Pertarungan antar berbagai tim Formula 1 memanas, bahkan Ferrari dan Renault mencoba membangun sistem F-Duct sendiri. Namun, hasil yang dicapai oleh sistem Italia dan Perancis sangat tidak pantas sehingga proyek tersebut ditunda. Namun, saat konferensi pers GP Spanyol pada 9 Mei 2010, FIA menyatakan bahwa di akhir musim akan melarang penggunaan F-Duct pada single-seater Formula 1 Diketahui bahwa mulai tahun 2011, semua mobil akan dipasang DRS, yaitu mobile wing. Pekerjaan yang dilakukan sayap sangat mirip dengan F-Duct dan bahkan saat ini DRS hadir di dua puluh kursi tunggal di kejuaraan. DRS banyak membantu dalam menyalip, meski sering dipertanyakan, karena membuat upaya menyalip hampir dapat diprediksi.
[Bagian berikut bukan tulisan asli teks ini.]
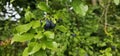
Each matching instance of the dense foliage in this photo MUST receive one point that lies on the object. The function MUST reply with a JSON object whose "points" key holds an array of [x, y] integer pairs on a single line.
{"points": [[60, 28]]}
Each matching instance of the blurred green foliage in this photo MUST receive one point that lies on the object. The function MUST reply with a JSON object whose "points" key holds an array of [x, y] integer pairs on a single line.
{"points": [[74, 28]]}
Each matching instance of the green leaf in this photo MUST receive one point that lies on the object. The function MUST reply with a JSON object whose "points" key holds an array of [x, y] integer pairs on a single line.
{"points": [[79, 8], [23, 28], [116, 2], [35, 24], [43, 6], [61, 28], [35, 49], [22, 38], [25, 52], [29, 15], [49, 34]]}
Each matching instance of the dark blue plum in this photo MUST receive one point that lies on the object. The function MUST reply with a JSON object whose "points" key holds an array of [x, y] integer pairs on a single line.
{"points": [[47, 25], [52, 25], [74, 35]]}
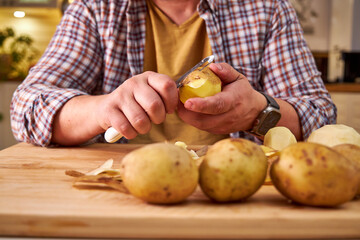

Keraguan terhadap DRS di Formula 1 bermula dari F-Duct
Saat ini kita semakin sering mendengar suara-suara yang mengatakan bahwa DRS merupakan bantuan yang berlebihan, karena pada bagian forehand ia memberikan keuntungan yang sedemikian rupa sehingga hampir mustahil bagi mereka yang berada di depan untuk mempertahankan diri. “Menyalip di jalan raya” telah didefinisikan oleh banyak orang, bertanya-tanya apakah penggunaannya masih dapat dibenarkan. Kecemerlangan para insinyur di Formula 1 setara dengan bakat para pembalap dan menjadi kunci penting meraih gelar juara. Patty Lowes dan Tim Goss merevolusi Formula 1 tercinta dengan sistem F-Duct mereka, sedemikian rupa sehingga FIA harus turun tangan dan menciptakan sistem DRS. Ironisnya, F-Duct merupakan tonggak penting dalam perkembangan aerodinamika F1 modern, namun tidak begitu penting bagi nasib McLaren yang menciptakannya. Meski dibantu sistem tersebut, nyatanya tim tersebut tidak berhasil meraih gelar juara, malah jatuh ke tangan Red Bull bersama Sebastian Vettel.